Validation Messaging Guide

Main Takeaways

Giving validation feedback is an emotional process. Support users with this process by following these guidelines:

  • Explain what the Input expects before the user enters data. (Example: password rules, ranges, etc)
  • Give clear and helpful feedback when encountering a problem.
  • Use a combination of placement, timing, and language to guide users through moments of uncertainty.
Anatomy of Input validation with numbers pointing to each part: placement, timing, and language.


  • Place messaging close to the Input. Spark places validation directly under the Input.
  • Provide a clear visual to indicate something has gone wrong with user Input and needs attention.
  • Plan error messaging for every field.
  • On forms with multiple fields, show validation messaging for each Input field to guide users to a successful submission.


  • Show validation messaging after the user enters the data or when the Input becomes out of selection focus.
  • On forms, show error messaging before the user submits the form.

Selection focus changes when a user taps or clicks anywhere outside of the current focused element. Focus can also change through keyboard navigation.


  • Use labels and helper text to clarify what data the Input expects. Messaging should be related and relevant to the Input.
  • Deliver direct and concise statement of the problem in non-technical terms. Write out abbreviations.
  • Use sentence case. Do not use all caps.
  • Direct users to the next action to solve the problem.
    • Use positive action verbs, rather than negative ones. Focus on the solution by explaining what to do, opposed to what not to do.
    • If the “error” is a system condition that blocks the user from accomplishing a task, offer them a way to be notified of updated system status.
  • Follow accessibility guidelines, and where applicable, use aria-live regions.


Use error messaging to clarify any system errors and additional constraints to the user.

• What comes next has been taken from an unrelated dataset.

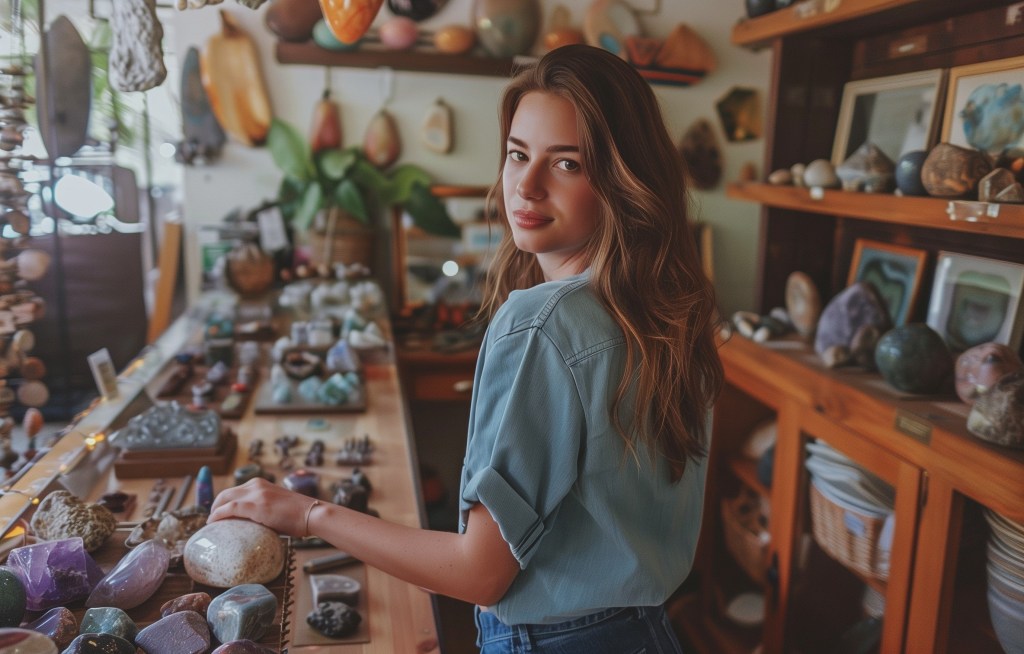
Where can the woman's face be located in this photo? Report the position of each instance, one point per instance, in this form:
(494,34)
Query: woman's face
(552,209)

  • Choose a T-shirt size. (Example: Radio Input, Dropdown)
  • Choose at least one of the options. (Example: Checkbox)
  • Enter your first name. (Example: Text Input)
  • Enter an amount that is less than your current balance of $19,800. (Example: Monetary Input)
  • Enter a date within the past 99 years. (Example: data Input constraint)
  • Enter your 9-digit Social Security Number.
  • Create a password that meets the following criteria:
    • It has at least 8 characters.
    • Contains a number.
    • Contains a special character.

The guides are not all-inclusive in regard to accessibility considerations. Refer to the Web Content Accessibility Guidelines (WCAG 2.1, Level AA) for additional insights.